Il secondo esempio di risposta alla chiamata di Dio è quello degli israeliti impegnati nella lunga marcia nel deserto: continuamente lacerati tra il dovere di andare avanti verso la terra promessa e la fatica del cammino, la nostalgia dell’Egitto e la difficoltà di credere nel disegno di Dio. San Paolo invita la comunità di Corinto a misurarsi con il comportamento degli israeliti. Anche i corinzi avevano accolto con entusiasmo l’annuncio del Vangelo, ma poi, anziché camminare sulle strade tracciate da Gesù, si stavano arrovellando in beghe e dispute di bassa lega, come ben documentato nella lettera dell’apostolo.

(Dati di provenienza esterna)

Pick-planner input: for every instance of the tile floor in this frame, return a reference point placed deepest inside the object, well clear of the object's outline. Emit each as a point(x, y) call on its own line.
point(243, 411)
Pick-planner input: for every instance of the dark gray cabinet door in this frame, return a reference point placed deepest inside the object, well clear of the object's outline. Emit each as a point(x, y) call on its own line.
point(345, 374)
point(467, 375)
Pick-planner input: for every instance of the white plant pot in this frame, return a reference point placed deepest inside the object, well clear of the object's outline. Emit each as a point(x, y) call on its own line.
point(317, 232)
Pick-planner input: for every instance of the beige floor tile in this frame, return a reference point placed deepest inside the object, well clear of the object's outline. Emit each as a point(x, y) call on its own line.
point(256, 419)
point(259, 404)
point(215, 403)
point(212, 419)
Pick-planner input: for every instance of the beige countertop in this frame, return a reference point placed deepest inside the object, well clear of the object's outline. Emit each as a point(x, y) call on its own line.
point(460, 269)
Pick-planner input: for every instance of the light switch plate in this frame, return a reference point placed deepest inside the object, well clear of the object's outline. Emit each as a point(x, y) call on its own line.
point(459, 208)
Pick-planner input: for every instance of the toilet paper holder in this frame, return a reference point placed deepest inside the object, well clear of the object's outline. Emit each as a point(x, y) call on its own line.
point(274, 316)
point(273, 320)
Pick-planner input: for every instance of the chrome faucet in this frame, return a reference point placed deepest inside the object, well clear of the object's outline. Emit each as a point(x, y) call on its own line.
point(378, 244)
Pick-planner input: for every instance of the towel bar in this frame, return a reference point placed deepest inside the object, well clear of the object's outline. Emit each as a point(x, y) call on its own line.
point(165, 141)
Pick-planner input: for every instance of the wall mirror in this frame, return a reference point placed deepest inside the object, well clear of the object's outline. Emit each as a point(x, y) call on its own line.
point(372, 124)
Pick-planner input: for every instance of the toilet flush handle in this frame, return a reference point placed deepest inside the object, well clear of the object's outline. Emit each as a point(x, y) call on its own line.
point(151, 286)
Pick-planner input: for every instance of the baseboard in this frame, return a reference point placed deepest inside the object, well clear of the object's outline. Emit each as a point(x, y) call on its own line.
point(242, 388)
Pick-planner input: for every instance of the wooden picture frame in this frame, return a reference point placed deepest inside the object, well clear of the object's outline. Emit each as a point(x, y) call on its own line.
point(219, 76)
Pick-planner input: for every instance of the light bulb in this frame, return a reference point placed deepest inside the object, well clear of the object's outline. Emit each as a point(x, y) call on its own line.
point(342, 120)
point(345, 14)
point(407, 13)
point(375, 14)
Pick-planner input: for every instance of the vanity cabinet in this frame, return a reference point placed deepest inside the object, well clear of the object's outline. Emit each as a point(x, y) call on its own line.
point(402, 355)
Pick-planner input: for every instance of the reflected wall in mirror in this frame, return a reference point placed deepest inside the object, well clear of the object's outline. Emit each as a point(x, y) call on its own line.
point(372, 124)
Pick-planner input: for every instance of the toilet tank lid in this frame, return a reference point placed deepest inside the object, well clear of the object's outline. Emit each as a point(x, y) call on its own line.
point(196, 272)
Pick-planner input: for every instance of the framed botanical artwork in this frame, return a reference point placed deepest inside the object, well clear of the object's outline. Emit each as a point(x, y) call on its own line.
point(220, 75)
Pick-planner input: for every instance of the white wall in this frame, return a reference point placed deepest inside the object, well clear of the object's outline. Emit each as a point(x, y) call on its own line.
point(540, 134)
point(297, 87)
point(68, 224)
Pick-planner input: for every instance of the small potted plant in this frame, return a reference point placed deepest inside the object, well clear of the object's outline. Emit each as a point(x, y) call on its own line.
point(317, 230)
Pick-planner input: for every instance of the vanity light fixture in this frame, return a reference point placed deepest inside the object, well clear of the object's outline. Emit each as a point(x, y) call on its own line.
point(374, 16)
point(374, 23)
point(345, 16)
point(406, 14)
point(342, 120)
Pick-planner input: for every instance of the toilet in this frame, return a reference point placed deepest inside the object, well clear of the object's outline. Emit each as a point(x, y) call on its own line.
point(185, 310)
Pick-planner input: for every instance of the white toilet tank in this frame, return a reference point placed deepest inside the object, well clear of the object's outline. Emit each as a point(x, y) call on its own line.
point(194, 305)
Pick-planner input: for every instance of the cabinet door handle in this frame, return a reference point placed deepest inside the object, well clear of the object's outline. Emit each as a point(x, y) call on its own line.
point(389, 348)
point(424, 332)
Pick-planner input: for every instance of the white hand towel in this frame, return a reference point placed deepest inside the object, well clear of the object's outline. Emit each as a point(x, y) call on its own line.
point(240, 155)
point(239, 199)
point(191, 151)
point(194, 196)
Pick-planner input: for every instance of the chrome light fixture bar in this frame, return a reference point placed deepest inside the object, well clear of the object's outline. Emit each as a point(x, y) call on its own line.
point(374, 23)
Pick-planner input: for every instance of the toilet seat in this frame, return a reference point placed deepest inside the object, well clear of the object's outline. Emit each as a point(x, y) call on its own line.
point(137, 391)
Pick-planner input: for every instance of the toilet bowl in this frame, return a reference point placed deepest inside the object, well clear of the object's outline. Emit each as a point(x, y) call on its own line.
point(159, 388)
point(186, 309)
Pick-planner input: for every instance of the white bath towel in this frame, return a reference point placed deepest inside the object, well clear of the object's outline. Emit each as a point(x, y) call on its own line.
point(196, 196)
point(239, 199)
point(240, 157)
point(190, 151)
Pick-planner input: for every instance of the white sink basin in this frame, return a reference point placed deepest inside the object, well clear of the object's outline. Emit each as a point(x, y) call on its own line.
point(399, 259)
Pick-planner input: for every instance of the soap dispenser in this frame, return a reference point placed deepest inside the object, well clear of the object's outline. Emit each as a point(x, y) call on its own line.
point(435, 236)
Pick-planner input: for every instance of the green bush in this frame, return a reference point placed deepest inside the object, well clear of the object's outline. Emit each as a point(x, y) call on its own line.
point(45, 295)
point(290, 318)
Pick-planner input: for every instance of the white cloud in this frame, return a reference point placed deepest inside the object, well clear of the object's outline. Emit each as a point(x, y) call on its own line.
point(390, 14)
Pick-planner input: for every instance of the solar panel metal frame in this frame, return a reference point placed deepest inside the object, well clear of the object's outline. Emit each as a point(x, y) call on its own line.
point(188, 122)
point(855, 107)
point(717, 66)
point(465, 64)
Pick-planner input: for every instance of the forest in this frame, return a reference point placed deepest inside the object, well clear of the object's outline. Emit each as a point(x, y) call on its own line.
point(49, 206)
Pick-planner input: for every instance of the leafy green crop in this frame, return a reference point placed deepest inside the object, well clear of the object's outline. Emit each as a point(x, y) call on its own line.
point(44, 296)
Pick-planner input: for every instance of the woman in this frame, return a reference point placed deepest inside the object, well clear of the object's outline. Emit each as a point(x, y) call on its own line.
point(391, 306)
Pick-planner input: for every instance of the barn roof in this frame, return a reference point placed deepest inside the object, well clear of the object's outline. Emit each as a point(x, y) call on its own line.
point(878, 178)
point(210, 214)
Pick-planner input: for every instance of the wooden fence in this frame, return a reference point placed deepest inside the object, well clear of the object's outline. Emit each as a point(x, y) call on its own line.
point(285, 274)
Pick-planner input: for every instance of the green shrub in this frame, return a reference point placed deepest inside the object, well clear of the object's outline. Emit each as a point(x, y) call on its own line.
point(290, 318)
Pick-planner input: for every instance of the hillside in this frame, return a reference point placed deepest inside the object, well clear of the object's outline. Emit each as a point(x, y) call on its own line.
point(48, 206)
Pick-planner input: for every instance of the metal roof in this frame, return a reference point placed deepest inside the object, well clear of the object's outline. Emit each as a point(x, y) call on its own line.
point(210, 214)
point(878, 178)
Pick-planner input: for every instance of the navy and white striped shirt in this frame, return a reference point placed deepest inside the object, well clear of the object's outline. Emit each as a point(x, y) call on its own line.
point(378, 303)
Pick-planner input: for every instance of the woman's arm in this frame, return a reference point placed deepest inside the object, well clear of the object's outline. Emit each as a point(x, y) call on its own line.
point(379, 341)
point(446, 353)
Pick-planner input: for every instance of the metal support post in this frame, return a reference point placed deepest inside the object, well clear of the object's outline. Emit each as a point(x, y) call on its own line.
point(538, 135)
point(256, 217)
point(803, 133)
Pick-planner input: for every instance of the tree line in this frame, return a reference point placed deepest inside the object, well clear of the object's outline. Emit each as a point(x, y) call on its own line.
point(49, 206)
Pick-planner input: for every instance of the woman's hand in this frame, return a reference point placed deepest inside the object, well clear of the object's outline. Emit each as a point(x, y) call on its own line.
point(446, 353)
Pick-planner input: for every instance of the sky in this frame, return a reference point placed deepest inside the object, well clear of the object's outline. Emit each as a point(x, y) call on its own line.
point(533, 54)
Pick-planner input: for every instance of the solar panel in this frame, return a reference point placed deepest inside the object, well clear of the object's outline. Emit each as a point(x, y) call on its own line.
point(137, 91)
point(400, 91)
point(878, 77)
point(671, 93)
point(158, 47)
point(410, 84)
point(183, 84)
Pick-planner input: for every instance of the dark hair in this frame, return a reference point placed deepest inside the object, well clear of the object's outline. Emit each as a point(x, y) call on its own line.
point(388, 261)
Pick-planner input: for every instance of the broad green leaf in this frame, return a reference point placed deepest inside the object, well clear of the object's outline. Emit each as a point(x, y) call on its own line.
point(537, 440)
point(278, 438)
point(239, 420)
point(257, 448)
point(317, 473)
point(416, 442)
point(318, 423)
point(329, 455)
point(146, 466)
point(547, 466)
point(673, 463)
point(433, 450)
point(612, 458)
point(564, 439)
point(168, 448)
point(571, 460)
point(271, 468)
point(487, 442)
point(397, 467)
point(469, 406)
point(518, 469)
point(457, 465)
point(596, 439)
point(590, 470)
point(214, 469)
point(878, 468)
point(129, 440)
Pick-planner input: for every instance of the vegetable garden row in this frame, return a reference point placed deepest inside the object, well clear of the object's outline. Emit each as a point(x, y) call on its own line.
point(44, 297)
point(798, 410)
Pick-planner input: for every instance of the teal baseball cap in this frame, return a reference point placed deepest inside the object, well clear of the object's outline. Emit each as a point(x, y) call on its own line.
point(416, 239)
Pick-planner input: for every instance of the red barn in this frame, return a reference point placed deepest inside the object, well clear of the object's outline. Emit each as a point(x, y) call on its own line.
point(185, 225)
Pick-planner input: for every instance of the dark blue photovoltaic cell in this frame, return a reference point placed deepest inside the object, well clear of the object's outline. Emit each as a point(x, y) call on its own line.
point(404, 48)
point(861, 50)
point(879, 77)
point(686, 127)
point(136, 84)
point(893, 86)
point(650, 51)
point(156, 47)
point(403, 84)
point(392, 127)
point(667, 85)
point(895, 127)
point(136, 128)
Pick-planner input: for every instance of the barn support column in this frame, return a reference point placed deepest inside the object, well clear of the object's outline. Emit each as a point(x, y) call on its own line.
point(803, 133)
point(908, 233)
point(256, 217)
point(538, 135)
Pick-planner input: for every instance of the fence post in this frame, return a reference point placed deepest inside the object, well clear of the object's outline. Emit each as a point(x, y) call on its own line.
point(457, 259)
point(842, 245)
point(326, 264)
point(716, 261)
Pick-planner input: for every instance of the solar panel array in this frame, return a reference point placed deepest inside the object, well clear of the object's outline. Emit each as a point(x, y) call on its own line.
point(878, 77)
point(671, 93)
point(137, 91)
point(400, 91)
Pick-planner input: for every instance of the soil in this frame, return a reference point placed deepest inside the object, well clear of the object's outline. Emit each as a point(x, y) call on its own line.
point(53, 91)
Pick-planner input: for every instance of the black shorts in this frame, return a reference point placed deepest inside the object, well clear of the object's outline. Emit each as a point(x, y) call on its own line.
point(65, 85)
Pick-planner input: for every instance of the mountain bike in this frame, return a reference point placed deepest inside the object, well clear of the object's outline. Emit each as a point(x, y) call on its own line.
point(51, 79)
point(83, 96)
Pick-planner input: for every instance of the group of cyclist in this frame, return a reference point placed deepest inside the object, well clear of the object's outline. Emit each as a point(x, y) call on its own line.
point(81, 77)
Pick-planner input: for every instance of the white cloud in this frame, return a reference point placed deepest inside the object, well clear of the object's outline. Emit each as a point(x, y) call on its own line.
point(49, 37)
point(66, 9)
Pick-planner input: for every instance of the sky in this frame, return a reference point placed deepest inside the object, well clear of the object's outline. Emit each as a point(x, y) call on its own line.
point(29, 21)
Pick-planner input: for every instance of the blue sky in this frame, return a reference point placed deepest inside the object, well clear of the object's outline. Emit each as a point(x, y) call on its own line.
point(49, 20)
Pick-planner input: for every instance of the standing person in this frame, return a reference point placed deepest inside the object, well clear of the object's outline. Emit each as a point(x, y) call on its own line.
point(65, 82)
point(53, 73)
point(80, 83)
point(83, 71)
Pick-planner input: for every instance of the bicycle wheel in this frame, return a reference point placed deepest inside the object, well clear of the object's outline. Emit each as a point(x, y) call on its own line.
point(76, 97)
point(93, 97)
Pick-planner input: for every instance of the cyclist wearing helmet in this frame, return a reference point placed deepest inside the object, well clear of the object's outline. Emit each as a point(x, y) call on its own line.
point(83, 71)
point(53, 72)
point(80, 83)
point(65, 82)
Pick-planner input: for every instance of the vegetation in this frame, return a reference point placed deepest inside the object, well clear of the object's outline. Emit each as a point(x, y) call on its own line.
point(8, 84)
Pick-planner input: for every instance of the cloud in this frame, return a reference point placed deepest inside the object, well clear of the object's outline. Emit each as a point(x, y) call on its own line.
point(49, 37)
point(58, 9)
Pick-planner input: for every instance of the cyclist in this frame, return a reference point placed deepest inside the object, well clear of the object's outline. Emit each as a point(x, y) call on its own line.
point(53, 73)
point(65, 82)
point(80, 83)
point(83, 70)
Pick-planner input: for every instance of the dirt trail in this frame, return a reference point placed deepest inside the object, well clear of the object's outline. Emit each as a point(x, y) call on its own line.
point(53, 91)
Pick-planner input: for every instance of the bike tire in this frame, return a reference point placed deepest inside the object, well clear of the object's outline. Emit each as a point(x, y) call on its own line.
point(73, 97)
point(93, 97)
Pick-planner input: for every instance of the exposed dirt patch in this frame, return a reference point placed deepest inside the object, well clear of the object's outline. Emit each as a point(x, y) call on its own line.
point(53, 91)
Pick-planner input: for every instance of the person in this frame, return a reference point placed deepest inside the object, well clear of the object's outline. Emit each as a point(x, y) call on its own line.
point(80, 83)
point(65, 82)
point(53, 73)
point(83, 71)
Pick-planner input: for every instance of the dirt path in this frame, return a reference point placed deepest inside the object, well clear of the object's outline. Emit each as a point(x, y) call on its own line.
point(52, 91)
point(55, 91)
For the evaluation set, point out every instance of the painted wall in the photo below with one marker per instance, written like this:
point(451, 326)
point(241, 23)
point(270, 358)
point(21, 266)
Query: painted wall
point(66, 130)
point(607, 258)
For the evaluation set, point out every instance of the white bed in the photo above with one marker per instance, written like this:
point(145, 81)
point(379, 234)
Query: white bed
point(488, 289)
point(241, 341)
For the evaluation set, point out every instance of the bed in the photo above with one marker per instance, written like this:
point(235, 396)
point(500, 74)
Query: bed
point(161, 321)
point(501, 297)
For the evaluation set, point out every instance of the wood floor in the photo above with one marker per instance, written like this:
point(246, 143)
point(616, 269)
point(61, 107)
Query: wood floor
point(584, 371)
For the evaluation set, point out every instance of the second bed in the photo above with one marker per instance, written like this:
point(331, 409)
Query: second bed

Ancora più serio il comportamento dei contemporanei di Gesù, riluttanti a convertirsi, incapaci di leggere i segni dei tempi, addirittura privi di frutti “da tre anni”, come il fico della parabola. Anche noi abbiamo ascoltato il Vangelo di Gesù – da ben più di tre anni! – anche noi siamo quotidianamente testimoni di eventi, dall’Ucraina a Gaza, molto più drammatici di quelli menzionati nel Vangelo. Forse dovrebbero farci riflettere le parole di Gesù: «Se non vi convertirete, perirete tutti». La conversione al Vangelo della pace è l’unica speranza. La parola di Dio non si ferma però alle minacce. Il Vangelo si chiude con un’iniezione di fiducia: l’amministratore (Gesù?) chiede e ottiene dal padrone del fico improduttivo la dilazione del castigo. Dio dà ancora fiducia al fico. Potrebbe non darla a noi?